With the ability to integrate data faster and at scale, AWS provides organizations with product offerings that are serverless and fully managed — indeed, very helpful for organizations that aim to further streamline their processes. And, one such product offering is AWS Glue Workflow.
Organizations that leverage AWS Glue Workflow not just save time because the need for manually updating data doesn’t exist anymore; they benefit from the newly built competencies that can help them in the long run as they scale.
The problem statement: Usually, organizations tend to update data every week, as only after updating the ETL processes would run. But what about the ad hoc data updating that happens very often? How can we also take this into the picture?
Because of the fact that datasets get impacted due to the release of new information, the need for Workflow in AWS Glue becomes evident. To provide a solution to this issue, in this tutorial article, we’ll discuss, in detail, how to create and build it and how actually AWS Glue and Workflow work. Let’s begin.
What is AWS Glue?
- AWS Glue — a serverless data integration and ETL service — makes identifying, preparing, and combining data for data analysis, machine learning, and application development tasks simple. AWS Glue provides both visual and code-based tools to make the data integration process seamless.
- Amazon Glue is made up of three parts: the AWS Glue Data Catalog, an ETL engine that generates Python or Scala code automatically, and a customizable scheduler that handles dependencies, job monitoring, and restarts processes.
- Amazon Glue provides all of the data integration tools you’ll need to get insights and use your knowledge to make new improvements in minutes rather than months.
The following are some aspects you should be informed of:
- Drag & Drop Job Editor: You can define the ETL process using a drag-and-drop job editor, and AWS Glue will quickly develop the code to extract, transform, and upload the data.
- Automatic Schema Discovery: You may use the Glue service to build crawlers connecting different data sources. It effectively organizes the data, extracts scheme-related information, and puts it in the data catalog. This data may then be utilized to monitor ETL operations via ETL jobs.
- Job Scheduling: Glue can be used on a regular basis, on-demand, or in response to an event.

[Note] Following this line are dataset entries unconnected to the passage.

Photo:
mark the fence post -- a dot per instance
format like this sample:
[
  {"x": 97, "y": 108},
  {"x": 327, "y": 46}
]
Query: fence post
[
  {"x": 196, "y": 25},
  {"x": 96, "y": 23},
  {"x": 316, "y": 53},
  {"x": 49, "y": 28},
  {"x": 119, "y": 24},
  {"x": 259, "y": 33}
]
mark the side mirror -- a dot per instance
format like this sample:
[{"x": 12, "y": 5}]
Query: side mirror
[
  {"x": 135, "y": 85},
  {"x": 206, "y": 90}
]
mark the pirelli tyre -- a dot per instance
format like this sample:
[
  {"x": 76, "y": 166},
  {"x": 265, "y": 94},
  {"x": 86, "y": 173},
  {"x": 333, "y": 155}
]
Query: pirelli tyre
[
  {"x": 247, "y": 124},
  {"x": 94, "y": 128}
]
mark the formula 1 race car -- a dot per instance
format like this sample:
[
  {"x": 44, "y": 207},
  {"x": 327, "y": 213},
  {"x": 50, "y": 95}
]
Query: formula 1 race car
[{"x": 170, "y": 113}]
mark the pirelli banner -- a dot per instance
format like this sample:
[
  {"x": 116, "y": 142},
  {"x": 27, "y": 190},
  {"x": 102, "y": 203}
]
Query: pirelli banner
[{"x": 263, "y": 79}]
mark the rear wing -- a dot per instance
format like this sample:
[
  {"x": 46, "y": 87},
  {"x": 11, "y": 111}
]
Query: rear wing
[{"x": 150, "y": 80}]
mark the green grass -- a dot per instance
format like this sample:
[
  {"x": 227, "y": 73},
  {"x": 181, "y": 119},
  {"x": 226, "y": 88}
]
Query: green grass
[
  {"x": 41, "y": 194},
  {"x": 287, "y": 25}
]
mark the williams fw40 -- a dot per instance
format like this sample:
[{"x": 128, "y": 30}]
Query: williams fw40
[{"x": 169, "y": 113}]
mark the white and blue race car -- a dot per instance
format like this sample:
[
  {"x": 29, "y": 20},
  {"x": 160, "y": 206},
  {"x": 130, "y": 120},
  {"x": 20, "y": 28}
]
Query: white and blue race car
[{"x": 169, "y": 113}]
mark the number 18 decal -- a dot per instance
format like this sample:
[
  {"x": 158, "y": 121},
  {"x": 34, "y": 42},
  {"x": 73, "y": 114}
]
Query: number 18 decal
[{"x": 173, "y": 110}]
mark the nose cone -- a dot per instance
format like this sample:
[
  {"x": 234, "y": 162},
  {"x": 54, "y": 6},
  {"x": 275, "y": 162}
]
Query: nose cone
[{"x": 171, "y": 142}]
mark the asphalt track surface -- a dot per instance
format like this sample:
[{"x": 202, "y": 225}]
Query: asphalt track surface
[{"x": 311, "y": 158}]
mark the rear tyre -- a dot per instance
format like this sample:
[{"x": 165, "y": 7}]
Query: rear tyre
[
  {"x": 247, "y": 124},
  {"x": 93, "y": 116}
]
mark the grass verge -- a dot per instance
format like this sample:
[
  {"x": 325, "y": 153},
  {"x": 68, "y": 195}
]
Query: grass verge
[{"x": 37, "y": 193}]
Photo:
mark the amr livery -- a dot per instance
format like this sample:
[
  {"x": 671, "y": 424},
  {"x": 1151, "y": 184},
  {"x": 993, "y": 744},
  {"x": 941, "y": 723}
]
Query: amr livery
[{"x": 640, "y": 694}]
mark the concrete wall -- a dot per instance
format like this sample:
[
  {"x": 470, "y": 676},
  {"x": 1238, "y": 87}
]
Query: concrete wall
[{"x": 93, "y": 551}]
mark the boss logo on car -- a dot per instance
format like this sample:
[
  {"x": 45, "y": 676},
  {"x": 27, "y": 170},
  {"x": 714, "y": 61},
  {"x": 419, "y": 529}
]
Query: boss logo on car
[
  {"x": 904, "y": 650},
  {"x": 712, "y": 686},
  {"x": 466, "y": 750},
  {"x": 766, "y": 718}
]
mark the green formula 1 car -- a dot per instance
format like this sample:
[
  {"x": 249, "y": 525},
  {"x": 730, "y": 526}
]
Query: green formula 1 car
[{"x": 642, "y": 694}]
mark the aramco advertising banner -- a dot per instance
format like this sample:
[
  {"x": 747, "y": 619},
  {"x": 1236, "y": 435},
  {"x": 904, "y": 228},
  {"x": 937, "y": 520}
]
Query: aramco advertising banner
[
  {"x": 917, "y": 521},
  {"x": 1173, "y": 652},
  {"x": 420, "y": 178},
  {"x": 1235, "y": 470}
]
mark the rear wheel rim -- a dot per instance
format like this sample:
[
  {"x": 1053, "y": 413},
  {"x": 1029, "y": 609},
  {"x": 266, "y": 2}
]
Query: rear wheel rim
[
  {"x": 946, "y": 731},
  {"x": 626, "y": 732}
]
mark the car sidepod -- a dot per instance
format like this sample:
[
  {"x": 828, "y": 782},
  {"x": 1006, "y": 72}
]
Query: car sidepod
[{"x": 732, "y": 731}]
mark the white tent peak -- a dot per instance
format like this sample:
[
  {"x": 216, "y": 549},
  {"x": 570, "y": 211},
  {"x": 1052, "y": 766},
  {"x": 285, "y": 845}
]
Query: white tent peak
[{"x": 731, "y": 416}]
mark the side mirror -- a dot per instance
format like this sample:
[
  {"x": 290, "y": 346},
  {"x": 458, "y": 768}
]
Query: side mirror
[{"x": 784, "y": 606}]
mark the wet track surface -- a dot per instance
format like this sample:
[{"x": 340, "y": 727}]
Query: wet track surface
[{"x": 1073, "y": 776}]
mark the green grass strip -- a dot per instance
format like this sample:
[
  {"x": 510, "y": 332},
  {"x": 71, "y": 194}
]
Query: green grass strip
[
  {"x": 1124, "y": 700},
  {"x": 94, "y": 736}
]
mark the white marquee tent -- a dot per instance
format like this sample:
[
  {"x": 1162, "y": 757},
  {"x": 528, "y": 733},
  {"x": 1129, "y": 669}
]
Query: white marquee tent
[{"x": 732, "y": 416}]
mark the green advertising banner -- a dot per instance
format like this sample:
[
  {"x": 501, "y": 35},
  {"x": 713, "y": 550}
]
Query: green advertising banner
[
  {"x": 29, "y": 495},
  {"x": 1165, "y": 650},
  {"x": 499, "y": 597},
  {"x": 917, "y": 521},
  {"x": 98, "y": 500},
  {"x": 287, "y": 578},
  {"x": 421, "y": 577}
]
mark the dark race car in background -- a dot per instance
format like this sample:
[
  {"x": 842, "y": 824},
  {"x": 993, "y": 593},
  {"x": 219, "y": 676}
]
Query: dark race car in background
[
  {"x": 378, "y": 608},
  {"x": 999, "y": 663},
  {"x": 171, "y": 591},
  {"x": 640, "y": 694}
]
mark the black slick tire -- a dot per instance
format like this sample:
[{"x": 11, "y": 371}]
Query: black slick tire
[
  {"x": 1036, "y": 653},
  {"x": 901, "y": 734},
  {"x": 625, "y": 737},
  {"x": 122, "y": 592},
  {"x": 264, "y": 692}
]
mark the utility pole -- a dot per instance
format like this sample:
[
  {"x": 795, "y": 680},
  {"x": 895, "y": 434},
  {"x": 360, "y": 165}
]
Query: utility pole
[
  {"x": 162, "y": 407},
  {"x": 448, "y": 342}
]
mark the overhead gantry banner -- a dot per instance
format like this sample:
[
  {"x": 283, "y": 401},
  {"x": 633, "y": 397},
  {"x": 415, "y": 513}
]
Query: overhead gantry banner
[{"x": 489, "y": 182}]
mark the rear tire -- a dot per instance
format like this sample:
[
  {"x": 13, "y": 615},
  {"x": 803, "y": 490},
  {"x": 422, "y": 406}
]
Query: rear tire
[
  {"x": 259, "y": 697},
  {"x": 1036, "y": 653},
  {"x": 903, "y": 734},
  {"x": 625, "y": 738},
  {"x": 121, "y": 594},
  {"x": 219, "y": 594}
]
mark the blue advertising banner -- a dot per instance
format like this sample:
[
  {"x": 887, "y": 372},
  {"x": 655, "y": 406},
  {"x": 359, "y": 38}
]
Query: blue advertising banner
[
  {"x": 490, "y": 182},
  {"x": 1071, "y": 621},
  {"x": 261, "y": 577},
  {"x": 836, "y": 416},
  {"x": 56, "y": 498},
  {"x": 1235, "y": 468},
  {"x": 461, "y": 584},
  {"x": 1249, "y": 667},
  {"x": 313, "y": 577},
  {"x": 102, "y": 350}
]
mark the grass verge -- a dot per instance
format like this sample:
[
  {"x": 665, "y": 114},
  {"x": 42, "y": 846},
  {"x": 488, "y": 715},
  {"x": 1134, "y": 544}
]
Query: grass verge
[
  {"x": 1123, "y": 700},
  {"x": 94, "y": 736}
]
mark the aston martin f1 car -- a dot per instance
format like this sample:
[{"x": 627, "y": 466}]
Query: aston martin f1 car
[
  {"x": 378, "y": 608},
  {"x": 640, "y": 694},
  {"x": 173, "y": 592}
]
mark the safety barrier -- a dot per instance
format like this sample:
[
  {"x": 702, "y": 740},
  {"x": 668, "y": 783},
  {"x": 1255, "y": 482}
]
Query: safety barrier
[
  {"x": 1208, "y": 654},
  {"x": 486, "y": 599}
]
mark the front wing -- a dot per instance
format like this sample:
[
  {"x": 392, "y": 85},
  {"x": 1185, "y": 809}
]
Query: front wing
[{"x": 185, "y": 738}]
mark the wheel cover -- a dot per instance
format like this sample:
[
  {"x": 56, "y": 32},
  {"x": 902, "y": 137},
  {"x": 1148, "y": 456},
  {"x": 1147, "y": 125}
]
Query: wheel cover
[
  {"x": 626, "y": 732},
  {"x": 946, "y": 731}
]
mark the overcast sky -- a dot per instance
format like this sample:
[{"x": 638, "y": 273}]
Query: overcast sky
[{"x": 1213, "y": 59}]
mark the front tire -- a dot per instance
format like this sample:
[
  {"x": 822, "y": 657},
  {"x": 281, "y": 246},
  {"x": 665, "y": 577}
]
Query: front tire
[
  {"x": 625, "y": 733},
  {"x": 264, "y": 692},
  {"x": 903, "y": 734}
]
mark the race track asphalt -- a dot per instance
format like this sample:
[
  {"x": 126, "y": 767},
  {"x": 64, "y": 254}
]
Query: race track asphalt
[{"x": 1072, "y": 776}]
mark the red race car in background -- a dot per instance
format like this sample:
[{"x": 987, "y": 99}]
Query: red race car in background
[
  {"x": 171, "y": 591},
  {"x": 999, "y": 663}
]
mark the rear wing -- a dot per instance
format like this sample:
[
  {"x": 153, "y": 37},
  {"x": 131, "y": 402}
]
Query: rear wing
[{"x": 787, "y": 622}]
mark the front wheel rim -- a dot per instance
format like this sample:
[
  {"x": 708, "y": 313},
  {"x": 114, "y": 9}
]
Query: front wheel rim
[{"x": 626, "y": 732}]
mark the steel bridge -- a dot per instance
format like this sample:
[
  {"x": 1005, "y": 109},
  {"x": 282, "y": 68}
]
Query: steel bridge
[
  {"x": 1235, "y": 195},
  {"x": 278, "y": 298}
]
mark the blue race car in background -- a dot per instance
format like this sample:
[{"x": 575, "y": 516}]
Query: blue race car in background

You may also utilize the scheduler to build elaborate ETL pipelines by setting task dependencies.
- Code Generation: Glue Elastic Views makes it simple to develop materialized views that aggregate and replicate data across several data stores without the need for proprietary code.
- Built-in Machine Learning: Glue has a Machine Learning tool called “FindMatches.” It finds and deduplicates records that are imperfect copies of one another.
- Developer Endpoints: If you want to construct your ETL code actively, Glue provides developer endpoints for you to alter, debug, and test the code it has built.
AWS Glue Workflow — An Overview of How Things Work!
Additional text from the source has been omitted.